Despite an economy that has shrunk for the first four months of the year, Canada is not in a recession, the unofficial arbiter of business cycles says.

The Business Cycle Council, an arm of think-tank the C.D. Howe Institute, said Tuesday that there's no evidence that Canada's economy has slipped into recession in any of the ways that people typically associate with the term.

Although it falls under the umbrella of C.D. Howe, the council's "views collectively expressed do not represent those of any institution or client," the group said in a release Tuesday.

The council is made up of seven private sector economists tasked with understanding how the economy evolves and providing guidance to policymakers. The group calls itself "the arbiter of business cycle dates in Canada" and in that role, is similar to the U.S. National Bureau of Economic Research, which looks retroactively at economic data to help guide policy moving forward.
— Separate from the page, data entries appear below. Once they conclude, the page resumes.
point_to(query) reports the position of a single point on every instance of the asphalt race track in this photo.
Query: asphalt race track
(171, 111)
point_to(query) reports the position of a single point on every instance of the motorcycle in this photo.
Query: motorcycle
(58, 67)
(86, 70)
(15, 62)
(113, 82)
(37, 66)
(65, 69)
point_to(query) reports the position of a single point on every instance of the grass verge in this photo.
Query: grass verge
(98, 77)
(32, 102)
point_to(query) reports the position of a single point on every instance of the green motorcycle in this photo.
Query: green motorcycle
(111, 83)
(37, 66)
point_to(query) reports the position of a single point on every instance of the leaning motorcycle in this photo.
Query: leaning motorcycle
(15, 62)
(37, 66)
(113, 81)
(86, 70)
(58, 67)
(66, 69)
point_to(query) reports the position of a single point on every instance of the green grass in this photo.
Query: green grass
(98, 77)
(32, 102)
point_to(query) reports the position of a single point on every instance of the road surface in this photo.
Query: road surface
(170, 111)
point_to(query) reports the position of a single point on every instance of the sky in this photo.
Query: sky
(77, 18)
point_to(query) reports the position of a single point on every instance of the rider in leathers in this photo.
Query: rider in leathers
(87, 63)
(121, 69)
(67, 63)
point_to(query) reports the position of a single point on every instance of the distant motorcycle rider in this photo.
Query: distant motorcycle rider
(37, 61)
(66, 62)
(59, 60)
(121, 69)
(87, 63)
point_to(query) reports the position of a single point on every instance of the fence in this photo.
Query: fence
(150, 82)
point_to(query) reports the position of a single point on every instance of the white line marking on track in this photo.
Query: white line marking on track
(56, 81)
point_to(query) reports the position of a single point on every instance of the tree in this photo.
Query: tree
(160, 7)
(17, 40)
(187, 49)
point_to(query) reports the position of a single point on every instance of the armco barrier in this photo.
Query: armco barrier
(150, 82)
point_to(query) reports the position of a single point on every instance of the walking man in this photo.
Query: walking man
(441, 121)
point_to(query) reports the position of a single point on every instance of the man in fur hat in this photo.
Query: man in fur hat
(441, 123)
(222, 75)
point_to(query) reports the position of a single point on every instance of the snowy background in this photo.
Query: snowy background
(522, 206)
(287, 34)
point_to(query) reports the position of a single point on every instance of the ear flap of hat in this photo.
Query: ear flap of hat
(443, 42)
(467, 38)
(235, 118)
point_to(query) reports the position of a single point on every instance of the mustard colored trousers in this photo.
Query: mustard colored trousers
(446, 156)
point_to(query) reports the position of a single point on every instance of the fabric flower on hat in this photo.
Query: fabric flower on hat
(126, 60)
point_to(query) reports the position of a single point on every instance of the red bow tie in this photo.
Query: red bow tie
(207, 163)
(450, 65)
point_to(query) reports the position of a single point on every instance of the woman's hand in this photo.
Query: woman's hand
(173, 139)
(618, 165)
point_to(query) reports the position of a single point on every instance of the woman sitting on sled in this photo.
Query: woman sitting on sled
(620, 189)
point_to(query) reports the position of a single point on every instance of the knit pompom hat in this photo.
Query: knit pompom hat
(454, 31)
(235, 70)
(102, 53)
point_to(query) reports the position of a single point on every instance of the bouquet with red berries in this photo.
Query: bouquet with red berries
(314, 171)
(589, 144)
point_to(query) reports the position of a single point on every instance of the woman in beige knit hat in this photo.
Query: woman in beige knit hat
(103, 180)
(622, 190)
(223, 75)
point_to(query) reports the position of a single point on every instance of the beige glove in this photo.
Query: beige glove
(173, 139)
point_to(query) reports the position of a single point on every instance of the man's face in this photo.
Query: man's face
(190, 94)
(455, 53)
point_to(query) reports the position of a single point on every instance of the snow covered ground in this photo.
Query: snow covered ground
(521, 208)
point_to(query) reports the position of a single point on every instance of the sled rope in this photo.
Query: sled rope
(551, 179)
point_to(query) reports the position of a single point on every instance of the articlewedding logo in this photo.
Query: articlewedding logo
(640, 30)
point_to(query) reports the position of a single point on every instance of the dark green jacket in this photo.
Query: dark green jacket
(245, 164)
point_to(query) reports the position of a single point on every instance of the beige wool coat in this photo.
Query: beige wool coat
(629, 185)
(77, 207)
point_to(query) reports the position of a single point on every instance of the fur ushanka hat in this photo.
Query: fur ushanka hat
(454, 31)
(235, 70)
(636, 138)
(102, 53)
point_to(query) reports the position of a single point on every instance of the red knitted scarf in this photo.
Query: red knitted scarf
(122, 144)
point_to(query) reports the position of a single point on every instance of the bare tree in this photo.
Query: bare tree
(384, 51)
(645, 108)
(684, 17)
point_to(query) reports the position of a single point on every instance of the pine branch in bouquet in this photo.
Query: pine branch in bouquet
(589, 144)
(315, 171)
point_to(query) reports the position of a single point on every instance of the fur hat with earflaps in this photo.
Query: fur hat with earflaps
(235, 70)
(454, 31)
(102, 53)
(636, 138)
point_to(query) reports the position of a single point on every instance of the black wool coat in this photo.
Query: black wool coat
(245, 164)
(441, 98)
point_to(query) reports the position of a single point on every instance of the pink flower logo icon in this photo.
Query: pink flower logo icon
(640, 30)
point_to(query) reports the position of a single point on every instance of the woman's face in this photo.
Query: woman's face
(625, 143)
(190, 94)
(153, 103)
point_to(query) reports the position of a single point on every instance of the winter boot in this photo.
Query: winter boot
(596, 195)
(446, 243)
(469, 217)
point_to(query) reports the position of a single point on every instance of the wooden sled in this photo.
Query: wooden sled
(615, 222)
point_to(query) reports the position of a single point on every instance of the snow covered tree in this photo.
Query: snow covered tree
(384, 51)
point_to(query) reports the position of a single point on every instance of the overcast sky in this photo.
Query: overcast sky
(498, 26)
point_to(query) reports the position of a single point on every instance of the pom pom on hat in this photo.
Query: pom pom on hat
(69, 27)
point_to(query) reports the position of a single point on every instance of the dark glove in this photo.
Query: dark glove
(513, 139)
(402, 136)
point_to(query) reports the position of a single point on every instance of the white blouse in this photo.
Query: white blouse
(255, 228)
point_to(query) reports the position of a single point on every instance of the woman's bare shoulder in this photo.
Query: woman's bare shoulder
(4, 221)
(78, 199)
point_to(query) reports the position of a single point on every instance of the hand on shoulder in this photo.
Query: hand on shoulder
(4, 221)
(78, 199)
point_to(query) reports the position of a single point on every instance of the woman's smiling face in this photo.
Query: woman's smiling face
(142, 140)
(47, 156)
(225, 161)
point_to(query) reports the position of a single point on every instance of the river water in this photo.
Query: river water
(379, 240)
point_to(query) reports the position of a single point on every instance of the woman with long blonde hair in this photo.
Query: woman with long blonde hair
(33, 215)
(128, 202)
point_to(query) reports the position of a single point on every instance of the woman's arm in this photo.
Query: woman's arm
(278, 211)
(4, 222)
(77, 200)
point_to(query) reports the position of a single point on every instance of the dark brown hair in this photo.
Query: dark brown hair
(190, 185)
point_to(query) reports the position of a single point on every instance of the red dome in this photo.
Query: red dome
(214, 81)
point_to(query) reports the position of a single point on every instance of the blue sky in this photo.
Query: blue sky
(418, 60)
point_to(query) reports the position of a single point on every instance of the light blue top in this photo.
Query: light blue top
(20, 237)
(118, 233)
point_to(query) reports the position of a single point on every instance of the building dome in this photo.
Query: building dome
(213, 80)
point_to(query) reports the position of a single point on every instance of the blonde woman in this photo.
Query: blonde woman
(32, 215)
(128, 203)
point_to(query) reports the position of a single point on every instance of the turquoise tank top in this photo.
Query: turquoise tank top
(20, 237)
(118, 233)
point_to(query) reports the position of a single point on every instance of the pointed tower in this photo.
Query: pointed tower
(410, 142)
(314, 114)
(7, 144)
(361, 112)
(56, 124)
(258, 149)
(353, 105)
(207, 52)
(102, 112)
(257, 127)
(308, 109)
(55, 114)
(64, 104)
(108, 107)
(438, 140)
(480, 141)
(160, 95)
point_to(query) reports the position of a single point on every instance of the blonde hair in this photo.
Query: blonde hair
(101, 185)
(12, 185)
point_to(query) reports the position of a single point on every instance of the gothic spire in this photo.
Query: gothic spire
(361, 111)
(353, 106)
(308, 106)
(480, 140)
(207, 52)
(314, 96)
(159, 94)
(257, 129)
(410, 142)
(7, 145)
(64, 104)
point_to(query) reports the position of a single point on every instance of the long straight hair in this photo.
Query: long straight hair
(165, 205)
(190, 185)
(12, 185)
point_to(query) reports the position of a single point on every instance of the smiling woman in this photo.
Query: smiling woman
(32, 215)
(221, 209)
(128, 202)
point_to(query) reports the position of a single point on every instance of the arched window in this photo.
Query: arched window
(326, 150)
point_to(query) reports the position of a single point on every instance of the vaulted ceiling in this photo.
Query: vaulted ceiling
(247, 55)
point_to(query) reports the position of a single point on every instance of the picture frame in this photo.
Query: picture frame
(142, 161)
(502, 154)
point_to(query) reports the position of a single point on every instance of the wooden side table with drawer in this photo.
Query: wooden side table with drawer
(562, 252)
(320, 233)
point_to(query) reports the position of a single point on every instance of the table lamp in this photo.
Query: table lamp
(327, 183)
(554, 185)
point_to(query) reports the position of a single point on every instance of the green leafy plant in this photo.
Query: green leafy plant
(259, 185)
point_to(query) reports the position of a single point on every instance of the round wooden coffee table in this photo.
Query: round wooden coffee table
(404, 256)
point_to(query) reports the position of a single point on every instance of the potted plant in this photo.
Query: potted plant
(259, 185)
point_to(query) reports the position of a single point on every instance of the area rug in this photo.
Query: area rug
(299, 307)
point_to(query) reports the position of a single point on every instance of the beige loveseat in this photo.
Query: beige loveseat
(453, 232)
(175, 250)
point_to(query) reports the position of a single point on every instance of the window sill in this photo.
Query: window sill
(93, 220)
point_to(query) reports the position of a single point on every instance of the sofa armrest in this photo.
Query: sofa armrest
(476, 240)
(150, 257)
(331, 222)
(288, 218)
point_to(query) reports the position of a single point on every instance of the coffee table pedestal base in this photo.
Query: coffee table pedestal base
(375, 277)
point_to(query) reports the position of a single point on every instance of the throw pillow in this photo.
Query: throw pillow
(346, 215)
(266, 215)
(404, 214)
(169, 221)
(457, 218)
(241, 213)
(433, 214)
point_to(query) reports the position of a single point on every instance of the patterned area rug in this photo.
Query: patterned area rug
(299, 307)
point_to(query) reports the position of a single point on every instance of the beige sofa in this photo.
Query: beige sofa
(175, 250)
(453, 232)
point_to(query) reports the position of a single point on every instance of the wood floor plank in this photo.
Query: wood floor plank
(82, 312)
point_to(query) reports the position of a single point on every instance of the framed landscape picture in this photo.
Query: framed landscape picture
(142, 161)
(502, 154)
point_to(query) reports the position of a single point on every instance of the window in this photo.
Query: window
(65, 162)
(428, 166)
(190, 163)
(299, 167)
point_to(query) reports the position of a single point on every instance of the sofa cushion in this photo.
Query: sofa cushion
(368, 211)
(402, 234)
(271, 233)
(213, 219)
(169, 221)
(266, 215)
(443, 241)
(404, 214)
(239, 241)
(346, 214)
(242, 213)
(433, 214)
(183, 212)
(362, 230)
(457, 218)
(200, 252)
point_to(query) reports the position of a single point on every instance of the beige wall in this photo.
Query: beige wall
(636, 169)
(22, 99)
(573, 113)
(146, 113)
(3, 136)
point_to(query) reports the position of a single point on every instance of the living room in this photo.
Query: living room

It's a common belief that a recession is defined as two quarters in a row of declining GDP. On that front, Canada is two-thirds of the way towards what's being called a "technical recession" because official Statistics Canada shows the economy contracted in every month between January and April. Data for May is due out on Friday and it too, is expected to show another decline.

But that's an overly narrow view and not a real gauge of how the economy is doing, the group of economists said Tuesday.

They aren't alone in that view. The standard of two quarters of shrinking GDP seems to have been created by an observation by the U.S. NBER that recessions in America tend to last for at least six months.

Indeed, according to the NBER, the last major recession in the U.S. started in early 2008, but according to official data the economy hadn't technically had two consecutive quarters of negative GDP by that point.